In a single-dose pharmacokinetics trial in healthy volunteers, cigarette smoking (moderate CYP1A2 inducer) increased erlotinib clearance and decreased erlotinib AUC_0-inf by 64% (95% CI, 46-76%) in current smokers compared with former/never smokers. In a NSCLC trial, current smokers achieved erlotinib steady-state trough plasma concentrations which were approximately 2-fold less than the former smokers or patients who had never smoked. This effect was accompanied by a 24% increase in apparent erlotinib plasma clearance. In another study which was conducted in NSCLC patients who were current smokers, pharmacokinetic analyses at steady-state indicated a dose-proportional increase in erlotinib exposure when the erlotinib tablets dose was increased from 150 mg to 300 mg. [see Dosage and Administration (2.4), Drug Interactions (7) and Patient Counseling Information (17)].

Drug Interaction Studies

Co-administration of gemcitabine had no effect on erlotinib plasma clearance.

CYP3A4 Inhibitors

Co-administration with a strong CYP3A4 inhibitor, ketoconazole, increased erlotinib AUC by 67%. Co-administration with a combined CYP3A4 and CYP1A2 inhibitor, ciprofloxacin, increased erlotinib exposure [AUC] by 39%, and increased erlotinib maximum concentration [C_max ] by 17%. [see Dose Modifications (2.4), Drug Interactions (7)].

CYP3A4 Inducers

Pre-treatment with the CYP3A4 inducer rifampicin, for 7-11 days prior to erlotinib tablets, decreased erlotinib AUC by 58% to 80% [see Dose Modifications (2.4), Drug Interactions (7)].

CYP1A2 Inducers or Smoking Tobacco

See Specific Populations Section [see Dose Modifications (2.4), Drug Interactions (7)].

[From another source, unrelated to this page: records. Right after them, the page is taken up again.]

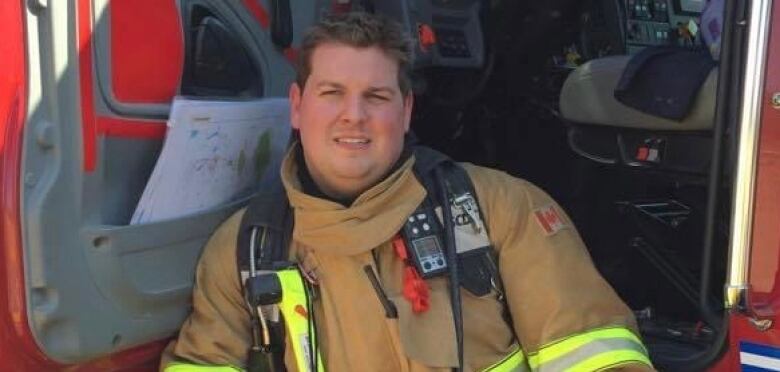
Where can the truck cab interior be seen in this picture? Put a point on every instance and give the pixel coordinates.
(528, 87)
(537, 98)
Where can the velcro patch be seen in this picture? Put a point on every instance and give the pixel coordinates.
(549, 219)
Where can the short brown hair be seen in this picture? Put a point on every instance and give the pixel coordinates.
(360, 30)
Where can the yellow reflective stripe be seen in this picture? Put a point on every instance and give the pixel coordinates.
(189, 367)
(297, 324)
(569, 352)
(514, 362)
(607, 360)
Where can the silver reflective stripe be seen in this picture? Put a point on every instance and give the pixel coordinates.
(593, 348)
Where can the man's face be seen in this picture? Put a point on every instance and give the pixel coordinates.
(352, 117)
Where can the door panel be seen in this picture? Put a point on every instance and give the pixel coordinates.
(109, 68)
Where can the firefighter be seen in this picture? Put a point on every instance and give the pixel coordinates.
(371, 302)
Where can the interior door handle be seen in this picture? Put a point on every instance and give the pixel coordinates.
(281, 23)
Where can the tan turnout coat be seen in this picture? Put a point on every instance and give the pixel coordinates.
(552, 288)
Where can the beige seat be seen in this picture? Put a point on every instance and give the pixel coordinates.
(587, 98)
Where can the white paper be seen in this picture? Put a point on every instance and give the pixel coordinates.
(215, 152)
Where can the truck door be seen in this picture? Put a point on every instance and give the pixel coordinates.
(101, 76)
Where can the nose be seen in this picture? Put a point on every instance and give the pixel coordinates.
(354, 111)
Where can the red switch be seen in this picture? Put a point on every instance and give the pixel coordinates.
(426, 36)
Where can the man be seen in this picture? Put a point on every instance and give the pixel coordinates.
(352, 187)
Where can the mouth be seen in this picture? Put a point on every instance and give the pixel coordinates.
(352, 141)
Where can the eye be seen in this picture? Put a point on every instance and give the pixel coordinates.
(378, 97)
(332, 92)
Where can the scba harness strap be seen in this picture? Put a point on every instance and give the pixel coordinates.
(266, 273)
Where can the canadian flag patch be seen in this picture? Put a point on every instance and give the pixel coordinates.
(549, 219)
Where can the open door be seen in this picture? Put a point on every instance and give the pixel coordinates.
(103, 73)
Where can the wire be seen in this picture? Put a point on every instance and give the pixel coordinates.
(452, 259)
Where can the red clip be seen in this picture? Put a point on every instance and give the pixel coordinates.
(415, 290)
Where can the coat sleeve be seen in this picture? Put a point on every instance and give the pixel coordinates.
(563, 312)
(217, 332)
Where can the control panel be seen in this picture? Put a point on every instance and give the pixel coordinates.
(661, 22)
(445, 32)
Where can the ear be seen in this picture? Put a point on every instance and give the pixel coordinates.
(408, 104)
(295, 105)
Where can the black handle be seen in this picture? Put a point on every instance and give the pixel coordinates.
(281, 23)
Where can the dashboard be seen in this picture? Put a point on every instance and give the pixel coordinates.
(446, 32)
(662, 22)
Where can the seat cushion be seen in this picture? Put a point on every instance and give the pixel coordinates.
(588, 97)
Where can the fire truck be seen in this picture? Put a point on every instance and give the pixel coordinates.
(681, 215)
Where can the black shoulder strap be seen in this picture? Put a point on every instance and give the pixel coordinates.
(269, 209)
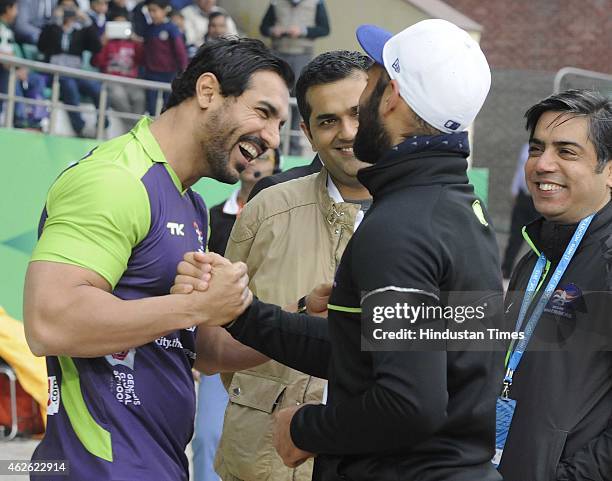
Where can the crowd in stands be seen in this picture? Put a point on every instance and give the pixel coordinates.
(151, 40)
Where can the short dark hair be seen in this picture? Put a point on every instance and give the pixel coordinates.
(327, 68)
(216, 14)
(159, 3)
(5, 5)
(233, 61)
(580, 103)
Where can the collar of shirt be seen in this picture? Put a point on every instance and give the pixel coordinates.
(336, 196)
(231, 206)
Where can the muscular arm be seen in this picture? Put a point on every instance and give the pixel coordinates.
(217, 351)
(69, 310)
(297, 340)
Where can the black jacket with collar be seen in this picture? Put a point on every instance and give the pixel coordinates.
(418, 416)
(562, 426)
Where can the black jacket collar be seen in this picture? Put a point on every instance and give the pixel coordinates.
(397, 170)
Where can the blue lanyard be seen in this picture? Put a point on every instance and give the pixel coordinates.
(532, 288)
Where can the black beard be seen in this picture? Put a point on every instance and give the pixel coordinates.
(371, 140)
(215, 150)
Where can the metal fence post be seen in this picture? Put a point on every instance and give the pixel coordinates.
(55, 87)
(102, 111)
(11, 91)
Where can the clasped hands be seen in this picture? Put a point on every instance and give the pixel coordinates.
(225, 287)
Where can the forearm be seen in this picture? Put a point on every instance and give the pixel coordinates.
(404, 406)
(217, 351)
(91, 322)
(295, 340)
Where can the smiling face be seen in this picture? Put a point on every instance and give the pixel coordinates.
(157, 13)
(561, 171)
(333, 124)
(372, 139)
(240, 129)
(261, 167)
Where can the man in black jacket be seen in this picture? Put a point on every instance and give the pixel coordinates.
(562, 425)
(394, 412)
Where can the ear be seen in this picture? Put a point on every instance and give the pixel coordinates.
(391, 98)
(207, 89)
(608, 173)
(308, 135)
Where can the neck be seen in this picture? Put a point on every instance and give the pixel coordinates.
(245, 190)
(181, 149)
(352, 192)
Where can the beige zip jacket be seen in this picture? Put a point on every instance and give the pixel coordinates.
(291, 236)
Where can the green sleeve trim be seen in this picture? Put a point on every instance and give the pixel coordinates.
(94, 437)
(529, 241)
(351, 310)
(97, 213)
(542, 279)
(177, 182)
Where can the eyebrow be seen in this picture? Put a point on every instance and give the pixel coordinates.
(273, 110)
(354, 110)
(326, 116)
(558, 143)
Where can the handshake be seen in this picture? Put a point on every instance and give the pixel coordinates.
(217, 290)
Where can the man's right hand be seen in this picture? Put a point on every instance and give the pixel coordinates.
(217, 289)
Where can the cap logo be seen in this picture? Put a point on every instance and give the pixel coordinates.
(451, 124)
(395, 65)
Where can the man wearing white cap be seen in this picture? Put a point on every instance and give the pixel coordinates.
(400, 409)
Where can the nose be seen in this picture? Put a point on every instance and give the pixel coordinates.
(271, 134)
(348, 129)
(545, 162)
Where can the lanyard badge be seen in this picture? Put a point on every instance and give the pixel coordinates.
(506, 406)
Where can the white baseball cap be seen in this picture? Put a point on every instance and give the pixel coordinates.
(441, 72)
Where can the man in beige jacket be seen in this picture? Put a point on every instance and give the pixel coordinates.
(292, 237)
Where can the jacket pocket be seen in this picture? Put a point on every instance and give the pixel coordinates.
(255, 392)
(557, 445)
(245, 450)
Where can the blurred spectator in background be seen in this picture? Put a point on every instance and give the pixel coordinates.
(293, 25)
(32, 17)
(63, 44)
(28, 84)
(165, 53)
(523, 213)
(217, 26)
(122, 55)
(197, 19)
(119, 8)
(176, 17)
(141, 18)
(97, 14)
(212, 396)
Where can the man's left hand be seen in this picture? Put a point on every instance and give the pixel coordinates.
(291, 455)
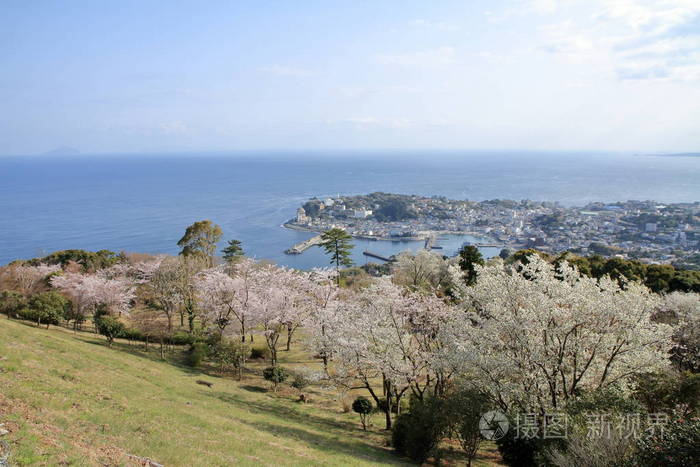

Drugs that Increase Gastric pH

Erlotinib solubility is pH dependent and decreases as pH increases. When a proton pump inhibitor (omeprazole) was co-administered with erlotinib tablets the erlotinib exposure [AUC] was decreased by 46% and the erlotinib maximum concentration [C_max ] was decreased by 61%. When erlotinib tablets were administered 2 hours following a 300 mg dose of an H-2 receptor antagonist (ranitidine), the erlotinib AUC was reduced by 33% and the erlotinib C_max was reduced by 54%. When erlotinib tablets were administered with ranitidine 150 mg twice daily (at least 10 h after the previous ranitidine evening dose and 2 h before the ranitidine morning dose), the erlotinib AUC was decreased by 15% and the erlotinib C_max was decreased by 17% [see Dose Modifications (2.4), Drug Interactions (7)].

13. NONCLINICAL TOXICOLOGY

13.1 Carcinogenesis, Mutagenesis, Impairment of Fertility

Two-year carcinogenicity studies were conducted in mice and rats with erlotinib at oral doses of up to 60 mg/kg/day in mice, 5 mg/kg/day in female rats, and 10 mg/kg/day in male rats. The studies were negative for carcinogenic findings. Exposure in mice at the highest dose tested was approximately 10 times the exposure in humans at the erlotinib dose of 150 mg/day. The highest dose evaluated in male rats resulted in exposures that were twice those in humans and exposures at the highest tested dose in female rats were slightly lower than those in humans.

Erlotinib did not cause genetic damage in a series of in vitro assays (bacterial mutation, human lymphocyte chromosome aberration and mammalian cell mutation) and in the in vivo mouse bone marrow micronucleus test.

Erlotinib did not impair fertility in either male or female rats.